Hayat zorluklar ve mücadeleler ile doludur. Nasıl yaşayacağınızı siz belirlersiniz. Bir yağmur damlası, prizma görevi gördüğünde 7 adet ana renk oluşturuyorsa, kırıldığınızda sadece siyah ve gri gibi olmanızın bir anlamı var mıdır? Üzüldüğünüzde tüm renkleri siyaha bulamak ne kadar anlamlıdır? Güneş ışığı bile kırıldığında ortaya gökkuşağını çıkarıyorsa, güzellikler için bir fırsat, bir kapı, bir imkan oluşturmak daha anlamlı olmaz mı?
Gökkuşağı Görebildiğin Kadar Güzeldir
Bazı insanlar, güzellikleri görmek istemeyecek kadar kördür. Kör olmak isteyen birinin karşısına ne kadar aydınlık bir yol sunarsanız sunun (ya da o insan için en aydınlık yol olun) fark etmez. Size kör olacaktır. Tüm dünyası, karanlıktır. Değişmeyecektir. Bu durum tıpkı gökkuşağının güzelliğini görmek istemeyecek kadar kör olan birine benzer. Herkesin güzellik algısı farklıdır. Bir tas çorba ile gününü geçiren biri şükredebilirken, bir başkası yaşadığı hayata isyan edebilir. Bir şeyi gerçekten görmek ile o şeye bakmak arasında büyük bir fark vardır ve bu hayatta bakabilenler değil “Görebiliyorum” diyenler kazanır.

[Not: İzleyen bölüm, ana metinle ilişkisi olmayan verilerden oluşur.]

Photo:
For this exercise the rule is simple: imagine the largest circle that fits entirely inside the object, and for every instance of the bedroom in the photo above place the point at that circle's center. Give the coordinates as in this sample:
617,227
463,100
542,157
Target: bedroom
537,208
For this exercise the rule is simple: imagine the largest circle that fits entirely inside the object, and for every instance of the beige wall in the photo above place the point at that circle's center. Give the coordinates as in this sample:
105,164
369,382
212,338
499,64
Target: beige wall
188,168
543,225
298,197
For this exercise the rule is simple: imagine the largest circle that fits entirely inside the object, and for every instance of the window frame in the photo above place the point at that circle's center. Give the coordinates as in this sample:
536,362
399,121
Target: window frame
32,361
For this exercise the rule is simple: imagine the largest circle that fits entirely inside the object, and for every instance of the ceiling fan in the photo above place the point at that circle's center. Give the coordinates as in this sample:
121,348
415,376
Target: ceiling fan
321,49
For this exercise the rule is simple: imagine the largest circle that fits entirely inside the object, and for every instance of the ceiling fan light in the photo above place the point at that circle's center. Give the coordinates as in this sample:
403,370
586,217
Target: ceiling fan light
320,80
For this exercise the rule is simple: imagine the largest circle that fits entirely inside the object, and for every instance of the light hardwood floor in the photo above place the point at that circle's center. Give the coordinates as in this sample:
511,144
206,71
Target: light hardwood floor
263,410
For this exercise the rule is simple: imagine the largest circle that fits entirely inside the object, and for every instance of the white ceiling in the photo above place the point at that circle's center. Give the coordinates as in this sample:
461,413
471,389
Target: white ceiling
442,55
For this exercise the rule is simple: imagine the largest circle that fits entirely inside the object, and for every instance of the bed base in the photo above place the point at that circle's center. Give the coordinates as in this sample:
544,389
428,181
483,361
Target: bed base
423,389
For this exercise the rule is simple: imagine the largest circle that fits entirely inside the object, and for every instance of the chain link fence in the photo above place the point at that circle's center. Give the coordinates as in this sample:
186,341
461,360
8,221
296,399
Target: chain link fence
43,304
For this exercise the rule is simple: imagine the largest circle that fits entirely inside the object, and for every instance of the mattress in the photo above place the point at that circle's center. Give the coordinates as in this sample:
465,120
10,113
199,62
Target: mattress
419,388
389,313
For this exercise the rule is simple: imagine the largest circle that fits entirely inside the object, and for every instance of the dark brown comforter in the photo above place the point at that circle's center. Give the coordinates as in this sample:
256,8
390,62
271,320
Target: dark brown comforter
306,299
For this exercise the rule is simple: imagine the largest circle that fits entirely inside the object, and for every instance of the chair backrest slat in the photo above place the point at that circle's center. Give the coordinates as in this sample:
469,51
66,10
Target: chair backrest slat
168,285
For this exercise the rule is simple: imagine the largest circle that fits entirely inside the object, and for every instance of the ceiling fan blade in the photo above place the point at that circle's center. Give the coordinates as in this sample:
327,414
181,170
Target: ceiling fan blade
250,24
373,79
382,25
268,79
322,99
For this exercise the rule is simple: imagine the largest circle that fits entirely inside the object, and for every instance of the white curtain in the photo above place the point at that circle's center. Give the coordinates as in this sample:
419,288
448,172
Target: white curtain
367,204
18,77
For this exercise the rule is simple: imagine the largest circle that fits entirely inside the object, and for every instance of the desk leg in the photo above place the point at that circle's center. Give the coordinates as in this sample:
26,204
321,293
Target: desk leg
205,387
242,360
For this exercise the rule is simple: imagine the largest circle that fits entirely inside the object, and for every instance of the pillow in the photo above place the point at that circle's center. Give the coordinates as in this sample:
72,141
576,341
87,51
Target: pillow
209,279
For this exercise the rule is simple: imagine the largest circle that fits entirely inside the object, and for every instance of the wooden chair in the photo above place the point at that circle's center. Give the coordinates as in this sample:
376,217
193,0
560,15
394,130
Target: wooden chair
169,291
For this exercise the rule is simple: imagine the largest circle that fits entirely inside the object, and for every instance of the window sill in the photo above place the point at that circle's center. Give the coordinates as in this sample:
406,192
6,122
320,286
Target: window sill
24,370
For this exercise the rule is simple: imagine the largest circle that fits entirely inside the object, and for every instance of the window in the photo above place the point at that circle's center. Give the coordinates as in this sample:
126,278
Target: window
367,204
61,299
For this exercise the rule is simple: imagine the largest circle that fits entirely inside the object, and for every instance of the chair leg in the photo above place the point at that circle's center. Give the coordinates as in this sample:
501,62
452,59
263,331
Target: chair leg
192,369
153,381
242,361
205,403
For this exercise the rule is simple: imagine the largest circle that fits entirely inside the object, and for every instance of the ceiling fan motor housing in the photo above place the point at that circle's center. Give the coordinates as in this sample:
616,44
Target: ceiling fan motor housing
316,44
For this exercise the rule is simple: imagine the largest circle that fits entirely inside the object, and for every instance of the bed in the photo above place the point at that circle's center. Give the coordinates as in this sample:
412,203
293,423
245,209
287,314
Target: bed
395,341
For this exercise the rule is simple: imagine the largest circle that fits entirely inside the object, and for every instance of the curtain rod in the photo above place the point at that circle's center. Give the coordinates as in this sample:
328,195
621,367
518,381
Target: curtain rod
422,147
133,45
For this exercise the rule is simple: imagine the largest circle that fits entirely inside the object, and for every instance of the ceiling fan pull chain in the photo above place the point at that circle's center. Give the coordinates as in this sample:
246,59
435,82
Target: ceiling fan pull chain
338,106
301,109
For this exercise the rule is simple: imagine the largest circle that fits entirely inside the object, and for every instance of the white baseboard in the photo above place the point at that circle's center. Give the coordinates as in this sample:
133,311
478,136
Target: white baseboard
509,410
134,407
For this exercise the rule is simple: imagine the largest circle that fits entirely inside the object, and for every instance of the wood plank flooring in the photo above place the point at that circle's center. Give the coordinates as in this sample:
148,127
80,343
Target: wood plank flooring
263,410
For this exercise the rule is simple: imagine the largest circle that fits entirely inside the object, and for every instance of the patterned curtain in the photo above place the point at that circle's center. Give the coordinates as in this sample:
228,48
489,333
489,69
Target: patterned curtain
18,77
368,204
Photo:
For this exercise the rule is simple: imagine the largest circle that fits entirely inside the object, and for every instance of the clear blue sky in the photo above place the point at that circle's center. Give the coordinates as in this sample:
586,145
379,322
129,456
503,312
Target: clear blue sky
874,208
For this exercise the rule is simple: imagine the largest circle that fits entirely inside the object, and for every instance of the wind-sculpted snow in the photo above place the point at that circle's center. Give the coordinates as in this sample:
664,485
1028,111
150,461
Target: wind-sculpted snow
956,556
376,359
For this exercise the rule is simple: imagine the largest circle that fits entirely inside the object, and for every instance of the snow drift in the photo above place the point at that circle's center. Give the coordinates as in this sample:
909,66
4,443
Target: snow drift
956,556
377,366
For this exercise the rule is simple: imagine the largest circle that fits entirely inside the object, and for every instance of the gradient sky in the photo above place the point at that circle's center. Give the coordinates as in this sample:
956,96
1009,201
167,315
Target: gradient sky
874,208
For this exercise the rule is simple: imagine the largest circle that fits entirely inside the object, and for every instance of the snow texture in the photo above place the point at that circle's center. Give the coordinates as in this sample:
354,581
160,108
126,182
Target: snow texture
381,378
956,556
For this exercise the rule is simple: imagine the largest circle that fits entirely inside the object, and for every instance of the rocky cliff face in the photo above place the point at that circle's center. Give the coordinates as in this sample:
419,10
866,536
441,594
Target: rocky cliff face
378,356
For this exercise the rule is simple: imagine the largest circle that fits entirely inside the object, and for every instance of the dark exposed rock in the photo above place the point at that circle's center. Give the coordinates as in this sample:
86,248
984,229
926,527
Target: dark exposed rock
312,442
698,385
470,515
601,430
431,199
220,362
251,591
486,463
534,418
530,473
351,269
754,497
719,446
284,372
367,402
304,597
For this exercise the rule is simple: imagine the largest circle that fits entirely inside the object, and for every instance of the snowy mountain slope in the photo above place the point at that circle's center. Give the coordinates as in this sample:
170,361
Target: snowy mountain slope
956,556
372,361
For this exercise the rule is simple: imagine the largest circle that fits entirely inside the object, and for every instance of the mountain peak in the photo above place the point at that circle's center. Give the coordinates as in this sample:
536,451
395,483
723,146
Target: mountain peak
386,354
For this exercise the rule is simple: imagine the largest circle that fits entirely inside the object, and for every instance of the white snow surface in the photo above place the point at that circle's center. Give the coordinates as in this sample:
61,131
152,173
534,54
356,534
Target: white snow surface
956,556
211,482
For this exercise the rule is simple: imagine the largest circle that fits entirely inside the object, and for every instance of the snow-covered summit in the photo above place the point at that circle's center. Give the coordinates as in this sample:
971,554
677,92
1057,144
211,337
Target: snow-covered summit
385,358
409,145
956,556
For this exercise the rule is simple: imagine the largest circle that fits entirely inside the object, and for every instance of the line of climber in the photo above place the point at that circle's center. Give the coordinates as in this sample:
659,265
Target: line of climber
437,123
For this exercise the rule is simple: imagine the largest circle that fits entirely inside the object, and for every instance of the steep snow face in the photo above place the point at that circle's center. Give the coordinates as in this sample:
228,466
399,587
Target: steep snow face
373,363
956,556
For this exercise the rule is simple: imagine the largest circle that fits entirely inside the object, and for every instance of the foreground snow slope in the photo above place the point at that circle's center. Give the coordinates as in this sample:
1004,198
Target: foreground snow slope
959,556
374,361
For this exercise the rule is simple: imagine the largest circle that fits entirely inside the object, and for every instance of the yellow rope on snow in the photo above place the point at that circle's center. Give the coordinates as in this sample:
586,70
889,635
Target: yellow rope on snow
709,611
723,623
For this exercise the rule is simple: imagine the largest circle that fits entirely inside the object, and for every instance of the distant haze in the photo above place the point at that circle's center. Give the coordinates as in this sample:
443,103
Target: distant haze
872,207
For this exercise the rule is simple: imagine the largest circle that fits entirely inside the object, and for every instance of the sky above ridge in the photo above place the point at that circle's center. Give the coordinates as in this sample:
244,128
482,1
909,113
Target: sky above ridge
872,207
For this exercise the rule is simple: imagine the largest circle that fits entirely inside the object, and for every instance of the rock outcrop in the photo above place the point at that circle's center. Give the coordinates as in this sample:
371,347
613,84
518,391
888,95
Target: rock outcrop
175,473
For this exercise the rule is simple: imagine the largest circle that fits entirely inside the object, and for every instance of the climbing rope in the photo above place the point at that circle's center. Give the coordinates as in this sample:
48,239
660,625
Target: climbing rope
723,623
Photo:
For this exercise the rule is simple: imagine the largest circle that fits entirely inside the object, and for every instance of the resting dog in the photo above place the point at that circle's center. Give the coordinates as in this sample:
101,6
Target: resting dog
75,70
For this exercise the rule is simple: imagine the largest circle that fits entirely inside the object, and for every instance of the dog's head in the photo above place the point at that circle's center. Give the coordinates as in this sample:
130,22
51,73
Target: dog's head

Kazanan tarafta olmak istiyorsanız gökkuşağını görebildiğiniz kadar güzel görmelisiniz. Renkleri incelemeli, her rengi hissetmeli, tüm kırılmalara rağmen içinizdeki o güzelliği yansıtmayı ve bunu çevrenize dağıtmayı bilmelisiniz. Çünkü yağmur damlaları ve güneş ışığı böyle yapıyor. Bir güzelliği yansıtmak için kırılıyor, yansıyor ve dağıtıyorlar. Neden bunu siz yapamayasınız? Neden içinizdeki gökkuşağını yansıtamayasınız? Kendinize durun ve sorun, “Hayatımdaki mutluluğu siyaha dönüştürmemin bir faydası var mı?”. Yok! Tek kelime ile yok. Varlığı yok edebilirsiniz ama yokluğu daha fazla yok edemezsiniz. Bugünü hayatınızın ilk günü olarak düşünün. Kırgınlıklarınızı affedin ve enerjinizi yayın. Yaydıkça güzelleşecek, güzelleştikçe yeniden gülmeyi öğreneceksiniz.